Listens: Pink-"Dear Mister President"

Party On

James Monroe was the last President to run unopposed. He was almost unanimously elected in 1820 in the "era of good feelings". This was partly because, following the War of 1812, the Federalists were politically decimated, and Monroe's performance under pressure during the war put him at the front of the line when it came to his party's nomination. According to his correspondence, Monroe was a proponent of doing away with the party system. According to historian H. W. Brands in his book Andrew Jackson: His Life and Times, Monroe stated his case for doing away with the party system in a letter he wrote to Jackson, who was then the commanding general of the southern division of the army. Monroe wrote:

"The chief magistrate of the country ought not to be the head of a party, but the head of a nation. We have heretofore been divided into two great parties. That some of the leaders of the Federal[ist] Party entertained principles unfriendly to our system of government. I have been thoroughly convinced."



Brands writes (at page 317):

Monroe noted that certain theorists contended that any administration required a healthy opposition, that free government couldn't exist without parties. He disagreed. Republicanism rested not on a balance of vices as in other systems, but in the encouragement of virtue. Parties played to vice, not virtue, and therefore hindered good government. Monroe avowed his intention to "exterminate all party divisions in our country, and give new strength and stability to our government." He conceded that this was a large and difficult task. "I am nevertheless decidedly of the opinion it may be done."

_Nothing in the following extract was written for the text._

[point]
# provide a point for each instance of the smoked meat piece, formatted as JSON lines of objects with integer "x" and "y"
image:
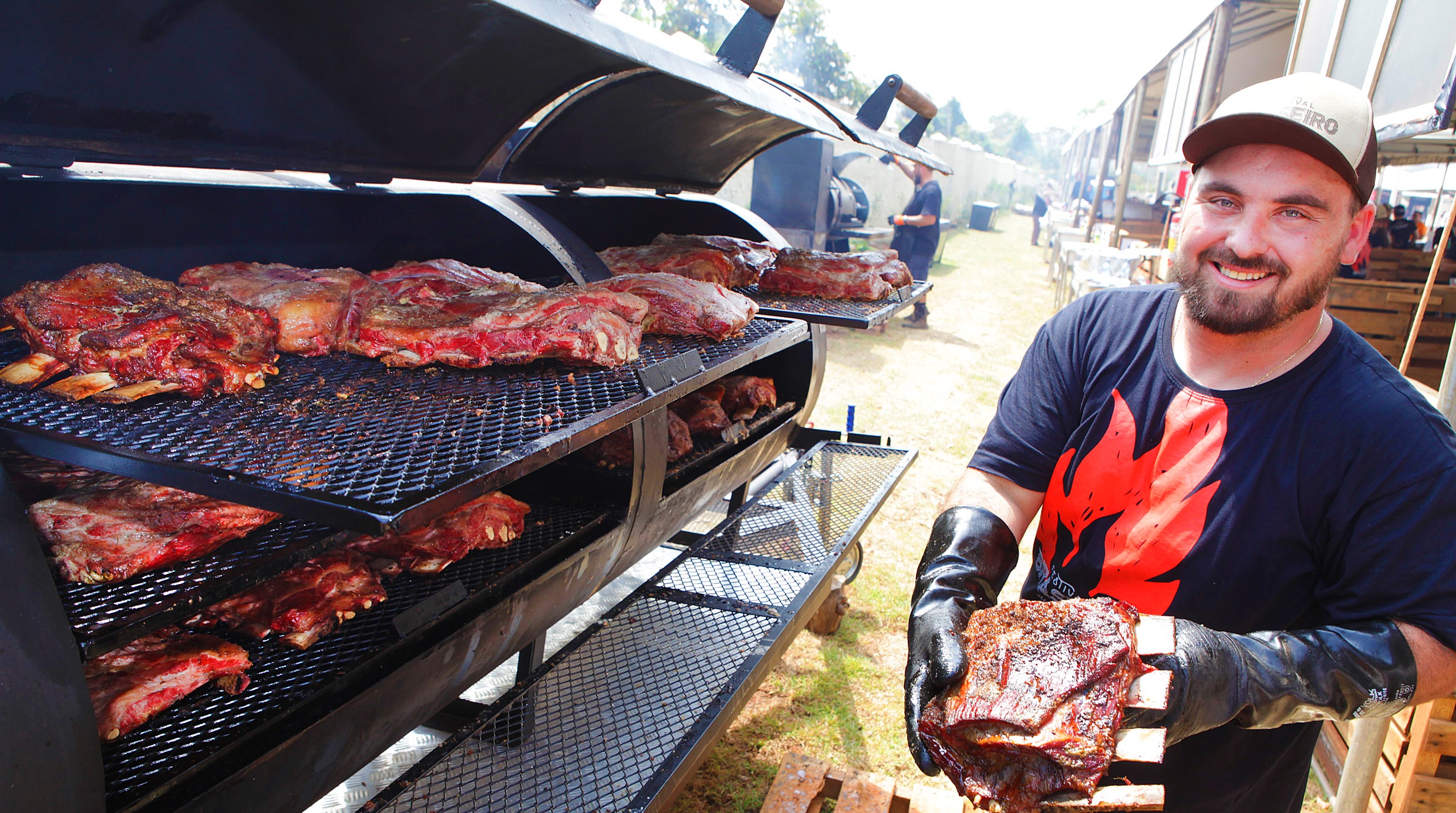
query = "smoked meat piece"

Monroe's vision - of a one-party system of Republican saints - struck Jackson as naive and unworkable. Jackson's abiding sense that life was a struggle caused him to believe that rascals would always exist and would probably organize to effect their aims. Parties were unavoidable in a free society. Moreover, his own experience in politics revealed that Republicans were hardly all saints. Most of the rascals Jackson had known were Republicans... Firmer evidence that the Republicans didn't have a monopoly on virtue was hard for him to imagine."


I'm curious to know if you think the political party system is a necessary evil or if you think a system without political parties would work, and work better. I welcome your comments.